The sun was nothing more than a sickly glow behind the dirty ceiling of smoke, but it did nothing to lower the temperature. It was already over a hundred degrees and it wasn’t even noon yet, and the air was heavy, cloying. Once or twice a month, Raymond drove Patty to the mall so she could pick up whatever they needed. Wal-Mart was cheaper, but Raymond disapproved of the chain’s connections to China and considered in un-American. He said he didn’t mind paying a few dollars more someplace else.

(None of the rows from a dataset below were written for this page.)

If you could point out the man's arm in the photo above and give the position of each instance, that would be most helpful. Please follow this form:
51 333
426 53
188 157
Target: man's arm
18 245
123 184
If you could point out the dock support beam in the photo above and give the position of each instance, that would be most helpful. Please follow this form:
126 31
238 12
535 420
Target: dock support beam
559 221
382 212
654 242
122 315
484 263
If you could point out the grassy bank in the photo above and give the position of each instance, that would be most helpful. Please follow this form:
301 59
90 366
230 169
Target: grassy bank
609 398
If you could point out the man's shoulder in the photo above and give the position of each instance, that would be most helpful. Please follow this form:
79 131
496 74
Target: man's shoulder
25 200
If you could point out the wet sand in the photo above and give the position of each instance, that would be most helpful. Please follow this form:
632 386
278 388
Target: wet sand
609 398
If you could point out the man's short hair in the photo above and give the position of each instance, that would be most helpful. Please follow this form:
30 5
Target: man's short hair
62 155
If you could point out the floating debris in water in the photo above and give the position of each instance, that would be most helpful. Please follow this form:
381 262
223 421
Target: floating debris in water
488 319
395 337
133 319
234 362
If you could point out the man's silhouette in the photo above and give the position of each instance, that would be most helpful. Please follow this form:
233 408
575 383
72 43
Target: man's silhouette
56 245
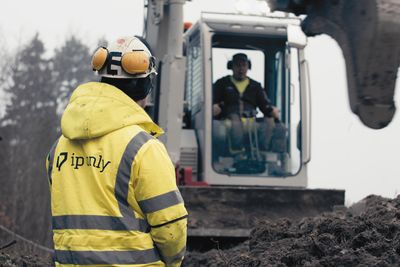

She was frustrated that the antidepressant apparently had done nothing for him. Maybe it was for the best that the pill had suddenly become unavailable. Maybe now Dr. Winkler would prescribe something else—something that would work.
2.
After lighting his second Camel since parking the truck, Raymond grew tired of sitting in the silence and watching shoppers park their cars and head into the mall. He turned on the radio and found Rush Limbaugh and listened for awhile. Limbaugh was talking about Senator Walter Veltman, who was tangled up in a sex scandal. As he talked, Limbaugh repeatedly reminded his listeners that Veltman was a liberal extremist, and that the sex scandal in which the senator had been involved was just another result of the corruption and moral bankruptcy so characteristic of liberals.